Ovviamente Euphoria è una serie survoltata fin dall'inizio, fin dal titolo, e un recital scolastico di quel tipo non è neanche lontanamente ipotizzabile in una scuola che non sia essa stessa un set allestito da HBO. Ma non è quello che importa ai fini di questo ragionamento. Quello che importa - e che quell'episodio di Euphoria e molte altre simili sequenze di cinema Usa e British illustrano - è che il teatro, il cinema, la musica usati in maniera intensiva nelle high school e nei college producono forzatamente almeno due conseguenze. Un maggiore numero di giovani vengono messi in condizione di rivelare il proprio talento e quindi di muoversi, poi, nello spazio delle arti performative con grande flessibilità.

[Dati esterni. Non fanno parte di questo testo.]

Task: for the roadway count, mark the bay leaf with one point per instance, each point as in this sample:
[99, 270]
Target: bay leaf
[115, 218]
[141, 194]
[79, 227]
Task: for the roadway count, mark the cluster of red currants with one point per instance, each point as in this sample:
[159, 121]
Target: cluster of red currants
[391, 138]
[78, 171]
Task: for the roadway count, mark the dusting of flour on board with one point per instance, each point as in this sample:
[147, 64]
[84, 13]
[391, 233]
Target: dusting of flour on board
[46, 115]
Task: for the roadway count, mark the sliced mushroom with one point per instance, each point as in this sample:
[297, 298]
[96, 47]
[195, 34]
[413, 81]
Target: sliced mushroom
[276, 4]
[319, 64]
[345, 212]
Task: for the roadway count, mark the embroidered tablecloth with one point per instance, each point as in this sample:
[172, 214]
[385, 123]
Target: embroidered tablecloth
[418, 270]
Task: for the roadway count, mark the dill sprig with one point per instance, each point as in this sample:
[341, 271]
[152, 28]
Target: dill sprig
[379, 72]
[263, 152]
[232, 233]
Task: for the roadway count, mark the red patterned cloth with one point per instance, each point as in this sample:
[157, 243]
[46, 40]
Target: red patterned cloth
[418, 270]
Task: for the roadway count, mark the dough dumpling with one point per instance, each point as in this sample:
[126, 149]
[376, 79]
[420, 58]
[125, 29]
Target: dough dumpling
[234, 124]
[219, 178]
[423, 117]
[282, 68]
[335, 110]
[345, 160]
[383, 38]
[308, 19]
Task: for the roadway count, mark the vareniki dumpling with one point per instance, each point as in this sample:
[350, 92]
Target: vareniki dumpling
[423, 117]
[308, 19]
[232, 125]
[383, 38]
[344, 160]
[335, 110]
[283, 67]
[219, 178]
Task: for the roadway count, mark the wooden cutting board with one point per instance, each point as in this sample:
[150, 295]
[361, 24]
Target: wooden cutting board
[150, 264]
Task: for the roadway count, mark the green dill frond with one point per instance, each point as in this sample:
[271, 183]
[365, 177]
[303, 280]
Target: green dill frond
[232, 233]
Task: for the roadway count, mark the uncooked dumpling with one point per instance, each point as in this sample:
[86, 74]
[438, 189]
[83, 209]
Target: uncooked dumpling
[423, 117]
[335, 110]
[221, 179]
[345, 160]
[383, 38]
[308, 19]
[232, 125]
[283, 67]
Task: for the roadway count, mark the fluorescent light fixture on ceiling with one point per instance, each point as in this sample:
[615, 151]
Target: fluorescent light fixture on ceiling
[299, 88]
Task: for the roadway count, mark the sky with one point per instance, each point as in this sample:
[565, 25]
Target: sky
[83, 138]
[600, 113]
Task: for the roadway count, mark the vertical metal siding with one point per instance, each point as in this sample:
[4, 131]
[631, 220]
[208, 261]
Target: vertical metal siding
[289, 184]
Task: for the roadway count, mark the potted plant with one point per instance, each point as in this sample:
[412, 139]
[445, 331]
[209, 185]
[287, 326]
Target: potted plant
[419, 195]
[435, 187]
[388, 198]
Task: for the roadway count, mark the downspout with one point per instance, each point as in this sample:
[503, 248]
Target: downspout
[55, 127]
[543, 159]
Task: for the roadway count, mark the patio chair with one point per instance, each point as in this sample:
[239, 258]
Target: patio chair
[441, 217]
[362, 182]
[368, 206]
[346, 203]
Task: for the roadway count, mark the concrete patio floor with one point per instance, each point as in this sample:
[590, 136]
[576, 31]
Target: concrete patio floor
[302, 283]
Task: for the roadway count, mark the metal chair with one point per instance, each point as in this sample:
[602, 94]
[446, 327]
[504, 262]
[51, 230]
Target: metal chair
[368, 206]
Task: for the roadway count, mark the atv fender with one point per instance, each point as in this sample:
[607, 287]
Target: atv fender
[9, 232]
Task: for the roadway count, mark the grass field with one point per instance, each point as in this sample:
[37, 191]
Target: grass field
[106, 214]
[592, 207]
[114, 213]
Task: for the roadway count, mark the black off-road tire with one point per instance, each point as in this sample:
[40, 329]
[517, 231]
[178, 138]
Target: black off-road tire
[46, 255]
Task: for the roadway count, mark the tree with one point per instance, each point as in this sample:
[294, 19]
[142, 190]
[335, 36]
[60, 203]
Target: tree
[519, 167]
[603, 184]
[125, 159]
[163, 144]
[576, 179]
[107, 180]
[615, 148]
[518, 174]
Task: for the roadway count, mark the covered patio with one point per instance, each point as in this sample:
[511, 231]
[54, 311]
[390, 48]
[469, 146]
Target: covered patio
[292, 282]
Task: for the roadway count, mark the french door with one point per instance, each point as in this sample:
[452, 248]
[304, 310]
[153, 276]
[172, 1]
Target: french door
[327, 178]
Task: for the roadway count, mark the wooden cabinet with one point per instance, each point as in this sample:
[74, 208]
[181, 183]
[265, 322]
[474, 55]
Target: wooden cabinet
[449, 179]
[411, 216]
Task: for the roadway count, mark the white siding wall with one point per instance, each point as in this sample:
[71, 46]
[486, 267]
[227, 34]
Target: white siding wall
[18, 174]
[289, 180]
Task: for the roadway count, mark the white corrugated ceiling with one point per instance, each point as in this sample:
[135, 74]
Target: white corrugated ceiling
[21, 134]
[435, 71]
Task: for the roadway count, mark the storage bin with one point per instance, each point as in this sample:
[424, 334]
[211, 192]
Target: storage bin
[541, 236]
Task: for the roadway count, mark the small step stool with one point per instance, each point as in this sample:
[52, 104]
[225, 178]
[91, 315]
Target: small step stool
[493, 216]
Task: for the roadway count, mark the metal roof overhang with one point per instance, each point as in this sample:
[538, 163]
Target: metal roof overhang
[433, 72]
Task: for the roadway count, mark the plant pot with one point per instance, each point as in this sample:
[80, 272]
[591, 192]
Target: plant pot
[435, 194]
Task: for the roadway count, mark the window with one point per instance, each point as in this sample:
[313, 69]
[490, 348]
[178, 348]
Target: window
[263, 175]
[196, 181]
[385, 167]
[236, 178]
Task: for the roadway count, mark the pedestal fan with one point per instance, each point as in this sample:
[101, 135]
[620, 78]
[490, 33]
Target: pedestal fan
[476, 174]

E, soprattutto, per rientrare in linea con il pensiero di Baricco, che grazie a quelle performance si nutrono e fanno crescere intere generazioni di spettatori consapevoli per i quali il teatro, il cinema, la lettura diventano parte integrante della vita.

La presenza, lo studio, la pratica, delle arti performative nelle scuole equivale a seminare e a coltivare attivamente un immenso campo ed è effettivamente molto diverso dal cercare di tenere in vita un giardinetto solo per coloro ai quali la vita ha già offerto tutte le possibilità di entrare in contatto con prodotti culturali.

Non è la è prima volta che questo argomento entra, più o meno di striscio, in questi testi. È chiaro che il tema ci sta a cuore: il teatro, i libri, il cinema, la cultura nelle scuole, che rivoluzione! Poi, certo, "i figli vengono su bene lo stesso", anche senza vedere i film di Miyazaki, al quale, forzatamente dedico l'immagine di apertura di questa settimana.